Z-Image — Alibaba’s image generator that reportedly surpasses FLUX

On January 28, 2026, Alibaba’s Tongyi-MAI team released the foundation model for image generation, Z-Image. It is the base model behind Z-Image-Turbo, which had been released earlier in November 2025. The weights are available on Hugging Face under the Apache 2.0 license.

Comments like “it knocked FLUX off the throne” have been circulating in overseas communities, so I looked into it.

Core specs of Z-Image

Architecture: Single-Stream Diffusion Transformer (S3-DiT)
Parameter count: 6 billion (6B)
Supported resolution: 512×512 to 2048×2048 (arbitrary aspect ratio)
Inference steps: 28–50
Guidance scale: 3.0–5.0
Minimum VRAM: 6 GB with quantization (runs even on RTX 2060-class GPUs)
License: Apache 2.0 (commercial use permitted)

Whereas FLUX adopts a Hybrid-Stream DiT (processing text and image separately before fusing), Z-Image uses a Single-Stream approach that processes text embeddings and the noisy image together from the start. This contributes to its strong parameter efficiency.

The Z-Image lineup

Z-Image comes in four models:

Model	Use case
Z-Image	Base model. Suitable for fine-tuning and creating LoRA.
Z-Image-Turbo	Z-Image distilled + RLHF for speed. Can generate in 8 steps.
Z-Image-Omni-Base	Foundation model with multimodal support.
Z-Image-Edit	Instruction-based image editing model.

Z-Image vs Z-Image-Turbo

They are in the same family but quite different in character.

	Z-Image	Z-Image-Turbo
Inference steps	28–50	8
Negative prompts	Supported	Not supported
Diversity	High	Slightly lower
Fine-tuning suitability	High (LoRA, ControlNet)	Low
Image quality	High	Very high
Primary use	Custom model development, research	Fast image generation

Turbo is a distilled model, so it’s fast, but customizability is sacrificed. If you want to bake in LoRA or use ControlNet, Z-Image is the clear choice.

Z-Image vs FLUX vs Stable Diffusion 3.5

Here’s the main comparison: open-source image generators as of January 2026.

	Z-Image	FLUX.1	SD 3.5
Developer	Alibaba (Tongyi-MAI)	Black Forest Labs	Stability AI
Parameters	6B	12B	8B
Architecture	Single-Stream DiT	Hybrid-Stream DiT	MM-DiT
Minimum VRAM	6 GB (quantized)	24 GB+	12 GB+
License	Apache 2.0	Dev: noncommercial / Pro: commercial	Stability AI Community
CFG	Fully supported	Dev: not supported	Supported
Negative prompts	Supported	Dev: not supported / Pro: supported	Supported
Elo ranking (AI Arena)	#1 among open source	Lower	Not listed

Dramatically lighter VRAM requirements

This is Z-Image’s biggest strength. FLUX needs 24 GB or more for the full model—and around 12 GB even when quantized—so it’s tough on an RTX 3060 or 4060. Z-Image can be quantized down to about 6 GB, enabling image generation in roughly 30 seconds even on RTX 2060-class GPUs.

Benchmarks

In Alibaba’s AI Arena Elo-based evaluation, Z-Image-Turbo ranks first among open-source models. It outperforms GPT Image 1 (OpenAI), FLUX.1 Kontext Pro, and Ideogram 3.0, placing fourth globally behind Google Imagen 4 and ByteDance Seedream.
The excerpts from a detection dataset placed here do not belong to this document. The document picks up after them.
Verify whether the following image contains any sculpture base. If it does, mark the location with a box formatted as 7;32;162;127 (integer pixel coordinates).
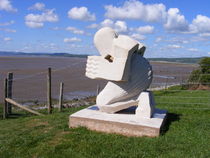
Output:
69;105;167;137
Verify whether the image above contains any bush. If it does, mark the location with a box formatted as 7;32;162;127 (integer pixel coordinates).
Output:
188;57;210;86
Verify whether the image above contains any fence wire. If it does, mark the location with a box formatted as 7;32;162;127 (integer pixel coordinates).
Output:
0;59;210;110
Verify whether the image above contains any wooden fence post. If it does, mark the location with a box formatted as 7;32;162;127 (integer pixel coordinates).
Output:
3;78;8;119
58;82;64;112
7;72;13;114
47;68;52;114
96;84;100;95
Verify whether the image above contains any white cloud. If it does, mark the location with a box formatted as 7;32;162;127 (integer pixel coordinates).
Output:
0;20;15;26
155;37;163;43
28;2;45;10
105;0;166;22
3;37;12;42
190;15;210;33
68;7;96;21
0;28;17;33
25;9;58;28
87;23;98;29
168;44;182;49
0;0;17;12
101;19;114;27
66;26;85;35
63;37;82;43
164;8;188;32
100;19;128;32
114;20;128;32
199;33;210;37
187;48;198;52
136;25;154;34
131;33;146;40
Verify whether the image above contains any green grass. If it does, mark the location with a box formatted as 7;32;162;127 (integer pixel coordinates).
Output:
0;87;210;158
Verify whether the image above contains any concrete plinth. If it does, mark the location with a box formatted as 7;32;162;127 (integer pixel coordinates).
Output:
69;106;167;137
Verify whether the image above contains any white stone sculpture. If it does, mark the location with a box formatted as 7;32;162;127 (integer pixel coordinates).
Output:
86;27;155;118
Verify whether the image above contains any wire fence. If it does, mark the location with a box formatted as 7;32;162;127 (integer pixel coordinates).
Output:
0;59;210;110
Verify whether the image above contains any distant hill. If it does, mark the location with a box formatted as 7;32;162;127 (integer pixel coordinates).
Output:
0;51;88;58
0;51;205;64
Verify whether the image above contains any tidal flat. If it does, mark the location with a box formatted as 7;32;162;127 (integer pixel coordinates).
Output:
0;56;197;102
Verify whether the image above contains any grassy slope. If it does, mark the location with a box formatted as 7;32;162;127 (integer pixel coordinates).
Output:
0;87;210;158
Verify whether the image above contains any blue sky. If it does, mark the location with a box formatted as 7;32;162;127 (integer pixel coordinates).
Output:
0;0;210;57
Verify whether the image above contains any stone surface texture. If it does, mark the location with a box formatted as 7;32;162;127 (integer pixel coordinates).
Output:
69;106;166;137
86;27;153;113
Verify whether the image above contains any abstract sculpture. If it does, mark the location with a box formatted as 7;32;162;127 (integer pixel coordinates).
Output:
69;27;167;137
86;27;154;118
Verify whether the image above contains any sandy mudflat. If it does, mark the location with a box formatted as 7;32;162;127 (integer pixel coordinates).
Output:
0;57;196;102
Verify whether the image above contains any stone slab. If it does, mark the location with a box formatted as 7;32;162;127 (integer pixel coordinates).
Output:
69;105;167;137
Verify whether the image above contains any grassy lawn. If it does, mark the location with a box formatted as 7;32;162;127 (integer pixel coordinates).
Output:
0;88;210;158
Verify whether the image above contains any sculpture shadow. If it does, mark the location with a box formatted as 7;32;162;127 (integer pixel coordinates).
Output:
160;113;181;135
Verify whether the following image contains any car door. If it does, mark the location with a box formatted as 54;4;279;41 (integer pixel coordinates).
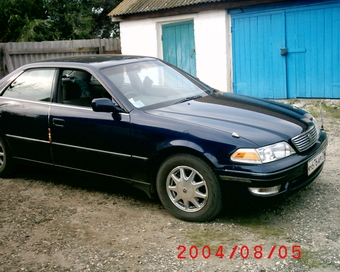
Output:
49;70;131;178
0;68;56;164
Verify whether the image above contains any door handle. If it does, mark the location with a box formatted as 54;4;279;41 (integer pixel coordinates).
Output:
52;118;65;127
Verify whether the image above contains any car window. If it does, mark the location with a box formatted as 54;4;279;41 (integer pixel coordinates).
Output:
58;70;112;107
102;61;205;108
2;68;55;102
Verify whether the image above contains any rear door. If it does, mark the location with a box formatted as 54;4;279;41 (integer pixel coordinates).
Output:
50;70;131;177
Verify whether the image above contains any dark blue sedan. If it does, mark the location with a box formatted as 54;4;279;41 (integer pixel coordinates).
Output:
0;55;327;221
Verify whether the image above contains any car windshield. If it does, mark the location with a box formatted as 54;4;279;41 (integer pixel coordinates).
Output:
102;60;206;108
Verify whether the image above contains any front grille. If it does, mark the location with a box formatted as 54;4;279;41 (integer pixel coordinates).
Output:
292;126;318;152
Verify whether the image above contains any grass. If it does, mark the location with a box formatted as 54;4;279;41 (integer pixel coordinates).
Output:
299;248;323;269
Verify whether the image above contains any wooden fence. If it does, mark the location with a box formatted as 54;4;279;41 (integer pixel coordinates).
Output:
0;38;121;78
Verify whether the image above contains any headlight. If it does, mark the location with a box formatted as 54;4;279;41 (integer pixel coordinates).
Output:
231;142;295;164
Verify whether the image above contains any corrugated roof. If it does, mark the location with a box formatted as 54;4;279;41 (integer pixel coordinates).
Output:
109;0;226;16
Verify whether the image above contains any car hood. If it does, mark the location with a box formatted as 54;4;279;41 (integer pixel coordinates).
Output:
148;93;312;146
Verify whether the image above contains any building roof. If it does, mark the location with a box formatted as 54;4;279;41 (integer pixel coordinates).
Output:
109;0;231;16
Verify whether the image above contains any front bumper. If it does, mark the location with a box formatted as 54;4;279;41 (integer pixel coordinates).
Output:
217;132;328;197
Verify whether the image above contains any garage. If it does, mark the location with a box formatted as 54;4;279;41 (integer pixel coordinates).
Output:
229;1;340;99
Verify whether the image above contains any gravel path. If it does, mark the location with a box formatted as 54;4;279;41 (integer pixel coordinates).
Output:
0;100;340;272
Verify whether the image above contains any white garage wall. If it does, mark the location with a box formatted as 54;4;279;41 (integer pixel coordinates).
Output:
120;10;232;92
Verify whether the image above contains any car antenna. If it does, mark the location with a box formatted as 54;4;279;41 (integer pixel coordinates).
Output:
320;100;324;130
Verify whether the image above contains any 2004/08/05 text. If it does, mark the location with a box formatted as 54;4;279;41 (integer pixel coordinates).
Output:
177;245;301;259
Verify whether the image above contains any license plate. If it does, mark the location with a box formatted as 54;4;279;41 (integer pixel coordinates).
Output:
307;149;326;176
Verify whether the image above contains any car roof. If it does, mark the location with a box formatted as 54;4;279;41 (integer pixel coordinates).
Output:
29;54;155;69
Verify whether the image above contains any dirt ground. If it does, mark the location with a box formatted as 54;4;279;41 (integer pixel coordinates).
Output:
0;101;340;272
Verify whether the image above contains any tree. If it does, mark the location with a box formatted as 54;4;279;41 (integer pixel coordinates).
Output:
0;0;122;42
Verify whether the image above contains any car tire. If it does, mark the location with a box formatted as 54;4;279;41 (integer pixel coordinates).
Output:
0;137;13;177
156;154;222;222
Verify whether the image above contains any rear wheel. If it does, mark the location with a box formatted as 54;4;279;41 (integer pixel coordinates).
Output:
156;154;222;222
0;137;13;177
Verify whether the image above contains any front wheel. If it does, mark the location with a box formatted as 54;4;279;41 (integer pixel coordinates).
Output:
156;154;222;222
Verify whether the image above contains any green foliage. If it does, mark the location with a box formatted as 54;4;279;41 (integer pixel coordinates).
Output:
0;0;122;42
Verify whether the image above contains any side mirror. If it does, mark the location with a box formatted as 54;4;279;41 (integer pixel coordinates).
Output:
92;98;123;113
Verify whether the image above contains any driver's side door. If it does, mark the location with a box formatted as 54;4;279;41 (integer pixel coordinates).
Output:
49;70;131;177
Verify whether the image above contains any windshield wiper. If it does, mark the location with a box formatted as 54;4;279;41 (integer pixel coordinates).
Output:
175;95;202;104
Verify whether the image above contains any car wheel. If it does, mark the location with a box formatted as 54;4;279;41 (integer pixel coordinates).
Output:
0;138;13;177
156;154;222;222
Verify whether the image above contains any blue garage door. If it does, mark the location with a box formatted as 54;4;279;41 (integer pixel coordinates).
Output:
162;21;196;76
232;3;340;98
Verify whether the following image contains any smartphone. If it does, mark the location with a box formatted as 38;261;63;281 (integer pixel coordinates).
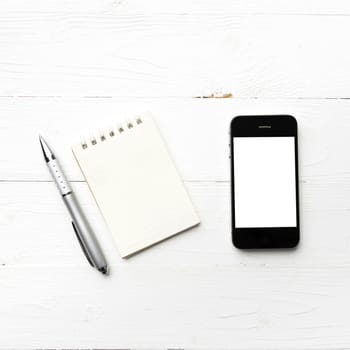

The base Z-Image is also claimed by the authors to offer “performance comparable to models 10× larger,” and it does appear outstanding in parameter efficiency.

Ecosystem still immature

There are weaknesses too. Compared with Stable Diffusion and FLUX, there are far fewer third-party tools, community models, and tutorials. That said, there have been reports that the pace of LoRA creation has surpassed FLUX since release, so this gap may close quickly.

Getting started

diffusers (Python)

import torch
from diffusers import ZImagePipeline

pipe = ZImagePipeline.from_pretrained(
    "Tongyi-MAI/Z-Image",
    torch_dtype=torch.bfloat16,
)
pipe.to("cuda")

image = pipe(
    prompt="a cat sitting on a windowsill at sunset",
    height=1024,
    width=1024,
    num_inference_steps=50,
    guidance_scale=4,
    generator=torch.Generator("cuda").manual_seed(42),
).images[0]

image.save("output.png")

ComfyUI

ComfyUI has native support from day one. You can install it via ComfyUI Manager.